CIUDAD DE MÉXICO.- La Fiscalía General de Justicia de la Ciudad de México reconoció que Miguel N. es investigado como un posible feminicida serial y que estaría relacionado con varias desapariciones.
Durante un cateo en el departamento del presunto criminal, en la Colonia La Cruz, Alcaldía Iztacalco, fueron hallados restos óseos, identificaciones de mujeres, celulares, una memoria y discos.
En un mensaje a medios, el encargado de despacho de la Fiscalía, Ulises Lara, detalló que también fueron encontradas manchas de sangre, un serrucho y libretas en las que Miguel N. supuestamente relató los crímenes que cometió contra las víctimas.
«Los indicios localizados nos señalan claramente la existencia de un posible feminicida serial, quien estaría relacionado con la desaparición de varias mujeres reportadas ante la Fiscalía de Investigación y Búsqueda de Personas, la FIPEDE», señaló.
Actualmente, se llevan a cabo las diligencias por parte del personal forense para identificar los restos.
Según fuentes ministeriales, Miguel N. podría estar relacionado con hasta siete desapariciones. Dos de las mujeres reportadas como desaparecidas mantuvieron una relación de pareja o de amistad con Miguel, biólogo de 39 años.

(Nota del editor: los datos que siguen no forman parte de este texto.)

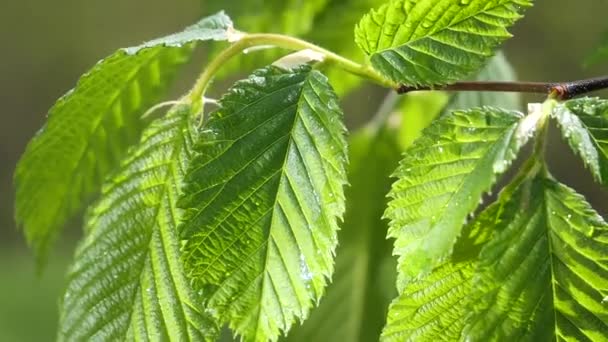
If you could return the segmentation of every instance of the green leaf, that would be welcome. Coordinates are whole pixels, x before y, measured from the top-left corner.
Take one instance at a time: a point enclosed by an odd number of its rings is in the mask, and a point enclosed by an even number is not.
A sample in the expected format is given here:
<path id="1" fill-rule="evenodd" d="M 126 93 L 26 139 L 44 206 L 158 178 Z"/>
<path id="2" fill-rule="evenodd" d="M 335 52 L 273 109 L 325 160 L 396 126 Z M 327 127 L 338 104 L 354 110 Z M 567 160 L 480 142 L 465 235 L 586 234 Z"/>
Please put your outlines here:
<path id="1" fill-rule="evenodd" d="M 319 307 L 287 341 L 378 341 L 396 295 L 396 265 L 381 218 L 389 176 L 401 155 L 397 133 L 391 126 L 364 127 L 350 137 L 351 184 L 333 281 Z"/>
<path id="2" fill-rule="evenodd" d="M 303 320 L 333 272 L 346 143 L 327 79 L 267 67 L 238 82 L 205 126 L 181 228 L 206 307 L 246 341 Z"/>
<path id="3" fill-rule="evenodd" d="M 557 105 L 551 116 L 595 179 L 608 185 L 608 101 L 597 98 L 567 101 Z"/>
<path id="4" fill-rule="evenodd" d="M 15 218 L 41 259 L 66 220 L 99 191 L 105 176 L 139 140 L 140 118 L 192 53 L 194 40 L 225 38 L 223 13 L 184 32 L 100 61 L 51 108 L 15 172 Z"/>
<path id="5" fill-rule="evenodd" d="M 457 341 L 474 262 L 447 263 L 409 284 L 391 304 L 381 341 Z"/>
<path id="6" fill-rule="evenodd" d="M 517 81 L 515 70 L 499 51 L 488 64 L 472 79 L 473 81 Z M 520 93 L 500 92 L 459 92 L 450 101 L 447 112 L 455 109 L 494 106 L 509 110 L 519 110 L 522 105 Z"/>
<path id="7" fill-rule="evenodd" d="M 385 216 L 399 255 L 398 288 L 449 257 L 467 216 L 536 131 L 538 118 L 496 108 L 437 120 L 405 154 Z"/>
<path id="8" fill-rule="evenodd" d="M 473 341 L 603 341 L 608 225 L 581 195 L 537 176 L 505 198 L 473 278 Z"/>
<path id="9" fill-rule="evenodd" d="M 487 226 L 494 223 L 498 210 L 500 203 L 486 208 L 466 227 L 448 262 L 407 284 L 390 306 L 382 341 L 460 340 L 477 257 L 490 238 Z"/>
<path id="10" fill-rule="evenodd" d="M 392 0 L 363 17 L 355 40 L 391 80 L 441 85 L 481 68 L 531 5 L 531 0 Z"/>
<path id="11" fill-rule="evenodd" d="M 92 206 L 61 306 L 60 340 L 209 340 L 179 261 L 178 192 L 191 156 L 191 108 L 154 121 Z"/>

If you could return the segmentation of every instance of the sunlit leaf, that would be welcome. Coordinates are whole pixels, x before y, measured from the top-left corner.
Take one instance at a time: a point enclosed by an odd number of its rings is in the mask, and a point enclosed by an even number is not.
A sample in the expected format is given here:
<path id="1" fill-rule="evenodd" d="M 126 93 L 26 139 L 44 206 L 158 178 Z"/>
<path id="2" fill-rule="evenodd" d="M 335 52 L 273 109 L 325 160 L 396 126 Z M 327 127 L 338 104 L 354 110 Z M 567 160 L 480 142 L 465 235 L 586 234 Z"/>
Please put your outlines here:
<path id="1" fill-rule="evenodd" d="M 467 216 L 534 134 L 533 119 L 490 107 L 457 111 L 405 153 L 385 214 L 397 239 L 399 288 L 449 257 Z"/>
<path id="2" fill-rule="evenodd" d="M 350 186 L 336 271 L 320 306 L 287 341 L 378 341 L 395 295 L 396 265 L 381 218 L 389 176 L 401 155 L 397 132 L 390 124 L 379 130 L 366 126 L 350 137 Z"/>
<path id="3" fill-rule="evenodd" d="M 390 306 L 382 341 L 458 341 L 474 297 L 472 283 L 482 246 L 489 240 L 500 202 L 466 228 L 452 258 L 408 283 Z"/>
<path id="4" fill-rule="evenodd" d="M 608 337 L 608 225 L 552 179 L 524 182 L 488 227 L 473 278 L 473 341 L 602 341 Z"/>
<path id="5" fill-rule="evenodd" d="M 333 273 L 346 143 L 327 79 L 268 67 L 238 82 L 204 127 L 181 228 L 205 305 L 246 341 L 305 319 Z"/>
<path id="6" fill-rule="evenodd" d="M 530 0 L 392 0 L 357 25 L 357 44 L 395 82 L 441 85 L 479 70 Z"/>

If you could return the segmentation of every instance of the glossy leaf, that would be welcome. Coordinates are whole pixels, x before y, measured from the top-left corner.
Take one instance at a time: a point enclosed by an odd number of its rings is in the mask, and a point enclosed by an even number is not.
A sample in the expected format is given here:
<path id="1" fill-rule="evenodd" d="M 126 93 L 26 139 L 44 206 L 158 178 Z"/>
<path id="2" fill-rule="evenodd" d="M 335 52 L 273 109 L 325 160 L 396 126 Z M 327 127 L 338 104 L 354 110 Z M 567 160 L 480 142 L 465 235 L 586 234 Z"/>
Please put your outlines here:
<path id="1" fill-rule="evenodd" d="M 176 208 L 191 155 L 190 107 L 153 122 L 89 211 L 69 272 L 60 340 L 210 340 L 179 261 Z"/>
<path id="2" fill-rule="evenodd" d="M 398 288 L 450 256 L 467 216 L 533 136 L 534 117 L 484 107 L 437 120 L 405 154 L 385 216 Z"/>
<path id="3" fill-rule="evenodd" d="M 327 79 L 267 67 L 238 82 L 205 126 L 181 228 L 209 312 L 246 341 L 303 320 L 333 273 L 346 143 Z"/>
<path id="4" fill-rule="evenodd" d="M 218 13 L 182 33 L 121 49 L 51 108 L 15 172 L 15 218 L 38 257 L 139 140 L 146 124 L 140 116 L 188 60 L 187 43 L 224 39 L 231 25 Z"/>
<path id="5" fill-rule="evenodd" d="M 378 341 L 396 295 L 396 263 L 381 218 L 389 176 L 401 155 L 397 133 L 390 125 L 366 126 L 350 137 L 350 186 L 336 271 L 319 307 L 287 341 Z"/>
<path id="6" fill-rule="evenodd" d="M 467 339 L 608 337 L 608 225 L 572 189 L 537 176 L 505 199 L 473 278 Z"/>
<path id="7" fill-rule="evenodd" d="M 589 168 L 593 177 L 608 185 L 608 101 L 571 100 L 557 105 L 551 116 L 562 135 Z"/>
<path id="8" fill-rule="evenodd" d="M 511 35 L 530 0 L 392 0 L 355 30 L 375 69 L 395 82 L 441 85 L 469 77 Z"/>

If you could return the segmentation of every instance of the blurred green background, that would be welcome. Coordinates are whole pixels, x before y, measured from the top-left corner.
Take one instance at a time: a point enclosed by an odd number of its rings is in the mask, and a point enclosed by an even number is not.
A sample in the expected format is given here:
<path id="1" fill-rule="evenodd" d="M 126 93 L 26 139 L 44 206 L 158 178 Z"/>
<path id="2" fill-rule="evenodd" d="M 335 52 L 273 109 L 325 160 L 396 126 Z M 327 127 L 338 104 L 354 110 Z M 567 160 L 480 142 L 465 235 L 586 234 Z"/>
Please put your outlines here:
<path id="1" fill-rule="evenodd" d="M 238 0 L 224 0 L 238 5 Z M 57 301 L 74 241 L 75 221 L 44 273 L 13 221 L 12 173 L 27 141 L 42 126 L 53 102 L 72 88 L 79 75 L 118 47 L 181 29 L 205 13 L 200 0 L 19 0 L 0 3 L 0 341 L 49 341 L 55 336 Z M 537 1 L 517 24 L 505 52 L 522 80 L 574 80 L 608 74 L 608 61 L 583 69 L 581 61 L 608 29 L 605 0 Z M 238 27 L 238 22 L 236 23 Z M 182 74 L 174 94 L 188 89 L 204 63 L 204 54 Z M 371 86 L 346 97 L 350 122 L 374 112 L 384 92 Z M 602 95 L 607 95 L 604 92 Z M 526 97 L 542 101 L 542 97 Z M 351 114 L 351 109 L 357 109 Z M 553 130 L 555 133 L 555 130 Z M 549 156 L 558 179 L 585 194 L 603 215 L 602 193 L 556 134 Z"/>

Una de ellas podría ser Frida Sofía, originaria de Morelos, que en 2015 dejó de tener contacto con sus familiares.
A través de redes sociales, sus parientes pidieron ayuda para localizarla.
La otra víctima podría ser una joven identificada como Viviana Elizabeth.
El imputado fue vinculado a proceso ayer por los delitos de feminicidio y feminicidio en grado de tentativa.
Ambos por el asesinato de María José, de 17 años, y las lesiones a Casandra, la madre de la menor.
Arturo González, representante legal de las víctimas, consideró que Miguel no negó los crímenes.
«De cierta manera está aceptando su responsabilidad, (está) muy tranquilo el imputado sin ningún tipo de presión. Está consciente de todo lo que está aconteciendo», dijo el abogado.
Al presunto agresor se le asignó un defensor de oficio que pidió seis meses para la investigación complementaria.
Durante este tiempo, el imputado permanecerá en el Reclusorio Oriente, ya que se le impuso la prisión preventiva.
Al finalizar la audiencia, cuya duración fue de tres horas, Ernesto, el padre de la menor de edad, agradeció la cobertura y pidió respeto a la privacidad.
Casandra, la madre de la víctima, se recupera en el hospital.